Of course people have to do those jobs. It makes sense for them to be paid less than a living wage because it is totally 100% UNSKILLED.
If I can plug a high-school drop-out with the IQ of a moron into a job and get him to ask "Do you want fries with that", there isn't a chance in hell that job should pay a living wage.
You completely sidestepped the reality of the situation: just like any commodity, there is a job MARKET. Educated, high skilled individuals in a certain profession make a certain amout: that amout is what the market can support. Uneducated unskilled individuals make far less, because to make a crappy cheeseburger that costs $1.00, you can't pay your workers all that much money.
It's simple market economics.

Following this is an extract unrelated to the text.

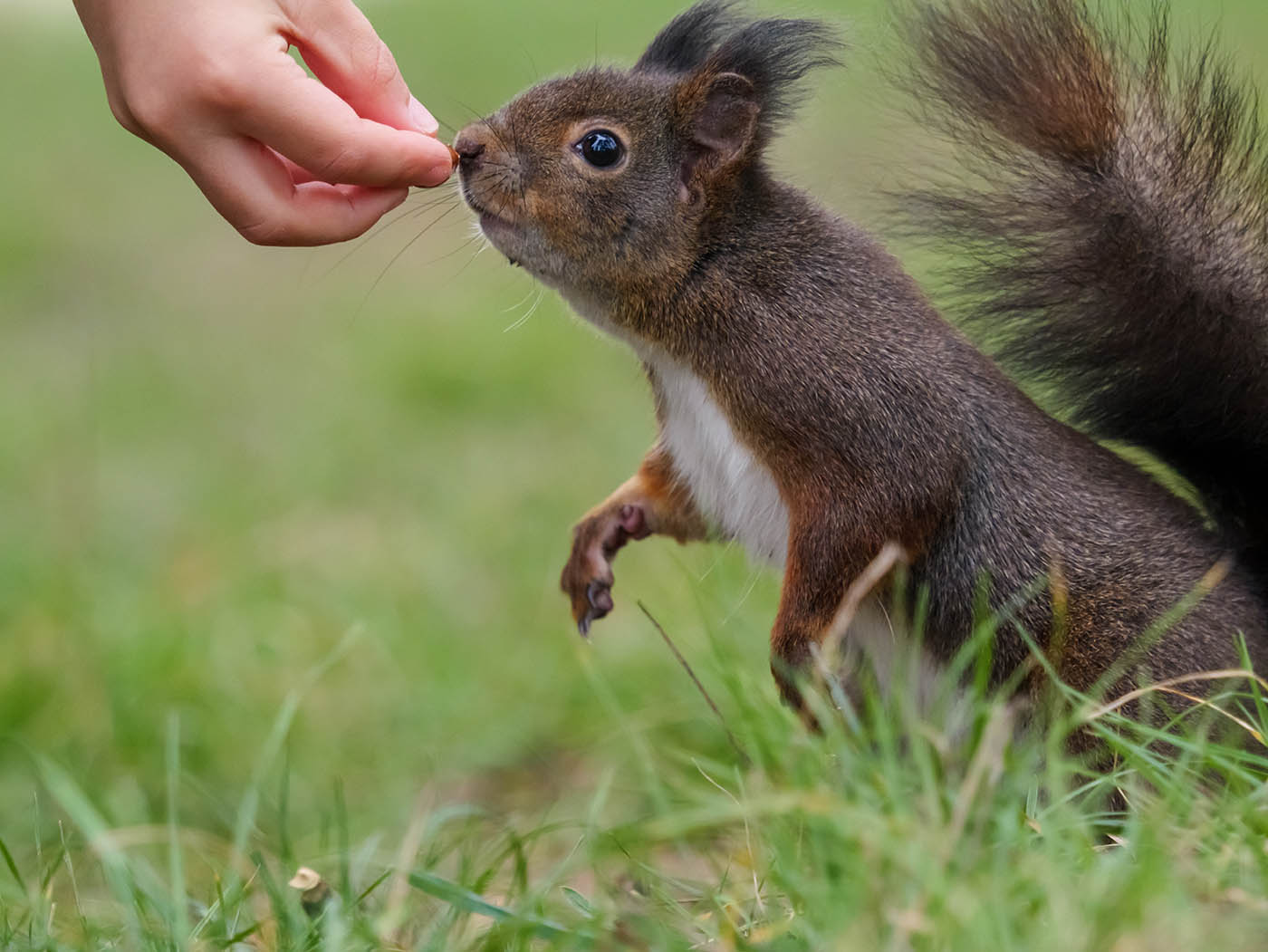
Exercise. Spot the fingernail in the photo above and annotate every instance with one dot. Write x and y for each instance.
(422, 120)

Our disagreement goes far far deeper here. You believe socialism works. Most rational people understand that it doesn't.
Up the minimum wages, and the price of a Cheeseburger goes up. If the price of a cheesburger goes up, then the prices of the higher-quality products will go up (or NO one will buy cheeseburgers). This is simply supply and demand economics. It's pretty much a natural law.

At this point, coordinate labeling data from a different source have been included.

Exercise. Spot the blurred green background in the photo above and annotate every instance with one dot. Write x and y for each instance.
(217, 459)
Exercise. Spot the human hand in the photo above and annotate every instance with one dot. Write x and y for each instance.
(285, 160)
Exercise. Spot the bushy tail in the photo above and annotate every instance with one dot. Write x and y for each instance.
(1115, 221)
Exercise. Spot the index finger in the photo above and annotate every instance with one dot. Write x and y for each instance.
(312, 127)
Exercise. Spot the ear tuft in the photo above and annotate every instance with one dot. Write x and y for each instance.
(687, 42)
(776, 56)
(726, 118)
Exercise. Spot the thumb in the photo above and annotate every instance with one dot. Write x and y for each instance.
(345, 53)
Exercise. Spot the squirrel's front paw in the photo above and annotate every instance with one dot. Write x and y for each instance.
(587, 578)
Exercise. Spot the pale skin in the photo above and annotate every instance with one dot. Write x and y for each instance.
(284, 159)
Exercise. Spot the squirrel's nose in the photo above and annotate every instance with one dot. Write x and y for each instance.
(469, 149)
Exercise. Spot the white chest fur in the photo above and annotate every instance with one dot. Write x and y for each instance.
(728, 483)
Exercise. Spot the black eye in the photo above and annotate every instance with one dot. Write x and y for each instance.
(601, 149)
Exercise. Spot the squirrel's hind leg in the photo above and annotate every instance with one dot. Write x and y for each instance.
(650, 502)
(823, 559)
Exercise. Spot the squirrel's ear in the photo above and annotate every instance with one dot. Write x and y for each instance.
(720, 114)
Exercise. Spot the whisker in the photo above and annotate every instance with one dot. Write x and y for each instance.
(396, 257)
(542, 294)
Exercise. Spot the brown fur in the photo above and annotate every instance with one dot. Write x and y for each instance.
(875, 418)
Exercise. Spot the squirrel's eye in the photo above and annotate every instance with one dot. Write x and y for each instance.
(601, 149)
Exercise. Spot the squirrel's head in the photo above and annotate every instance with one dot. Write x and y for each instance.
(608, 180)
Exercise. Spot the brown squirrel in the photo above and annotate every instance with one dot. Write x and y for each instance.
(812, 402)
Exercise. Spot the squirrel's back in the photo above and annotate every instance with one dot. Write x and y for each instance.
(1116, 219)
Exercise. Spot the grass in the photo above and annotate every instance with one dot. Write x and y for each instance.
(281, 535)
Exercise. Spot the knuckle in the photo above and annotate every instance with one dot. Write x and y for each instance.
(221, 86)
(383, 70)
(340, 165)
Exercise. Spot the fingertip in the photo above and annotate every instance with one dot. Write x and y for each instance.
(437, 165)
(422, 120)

Screwing around with the lower payscales, in the end, simply creates inflation. Pay inflation and product cost inflation. It's a never ending cycle. Unless of course you go that step further that all socialist countries do and start putting price limits on everything. Then no one ends up being able to make a living wage, and you create artificial shortages, bread lines, and disaster.

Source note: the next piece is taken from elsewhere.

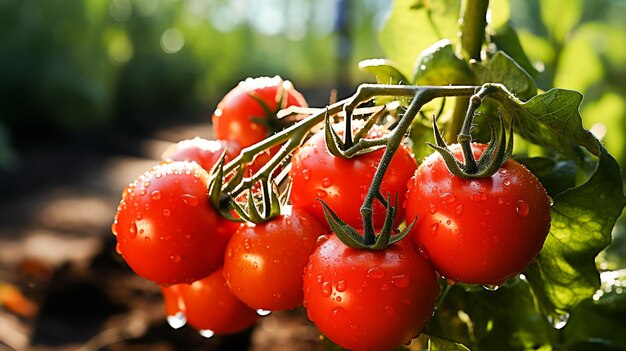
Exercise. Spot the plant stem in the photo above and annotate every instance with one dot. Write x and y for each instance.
(473, 20)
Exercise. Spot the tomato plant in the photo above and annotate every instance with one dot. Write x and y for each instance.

Socialized economies /DO/NOT/WORK.
Ever worse is the 'why should I get an education effect'. See what the high pay rates that the unions managed to negotiate have done. We have a chunk of the population that dropped out of school and went work. They are now largely uneducated, almost totally unskilled, and most are on unemployement now as those high-paying unskilled jobs disappear (welcome to the free market at work).